Last week marked the first time the Biden administration partook in indirect negotiations with the Islamic Republic of Iran’s new ultra-hardline government. Unsurprisingly, after days of discussion, no deal was clinched to revive the faltering 2015 nuclear accord. Iran made maximalist demands and upended initial agreements reached during previous rounds of talks. Washington now faces the uphill challenge of containing Tehran’s expanding nuclear program while recalibrating its Iran policy.
Tehran is increasingly comfortable with reducing international monitoring of its atomic activities and making irreversible nuclear advancements on the ground. The regime may even be inclined to push uranium enrichment to weapons grade. Tehran’s more recent boldness stems in great part from signals Washington sent throughout 2021 that the United States is unwilling to hold the regime accountable.
A close look at Iran’s nuclear advances over the past two and a half years shows Tehran’s most egregious nuclear violations occurred under Biden’s watch. The Trump administration’s May 2018 withdrawal from the nuclear deal, or Joint Comprehensive Plan of Action (JCPOA), provided an avenue—and political argument—for Iranian escalation, yes. But withdrawal merely expedited the fait-accompli of Iran’s growing enrichment capacity. It didn’t create it. The 2015 accord had already allowed for significant Iranian nuclear expansion after 2026.

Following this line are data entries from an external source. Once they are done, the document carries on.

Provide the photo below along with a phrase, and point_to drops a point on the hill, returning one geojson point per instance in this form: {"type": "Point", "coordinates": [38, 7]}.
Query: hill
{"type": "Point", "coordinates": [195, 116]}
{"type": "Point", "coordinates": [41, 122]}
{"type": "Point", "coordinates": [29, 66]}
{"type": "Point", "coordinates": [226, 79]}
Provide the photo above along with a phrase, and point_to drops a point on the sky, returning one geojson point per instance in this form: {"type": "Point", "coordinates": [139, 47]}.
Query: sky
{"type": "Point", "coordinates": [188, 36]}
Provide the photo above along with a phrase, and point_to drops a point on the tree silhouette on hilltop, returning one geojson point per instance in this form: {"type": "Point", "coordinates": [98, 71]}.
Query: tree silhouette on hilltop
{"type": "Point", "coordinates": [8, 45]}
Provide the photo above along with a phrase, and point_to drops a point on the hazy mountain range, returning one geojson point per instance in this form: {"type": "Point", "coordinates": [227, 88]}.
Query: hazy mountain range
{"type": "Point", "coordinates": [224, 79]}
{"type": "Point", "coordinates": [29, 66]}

Tehran’s initial responses to Trump’s “maximum pressure” campaign was to absorb what it hoped would be a short-lived attempt at unilateral sanctions. In May 2019, however, Iran embarked on a policy of graduated escalation in which it incrementally and overtly breached the JCPOA’s limits. The regime also embraced other forms of escalation—particularly in the maritime and regional domains—in hopes of generating sufficient fear and leverage to make the Trump administration end its mounting pressure policy.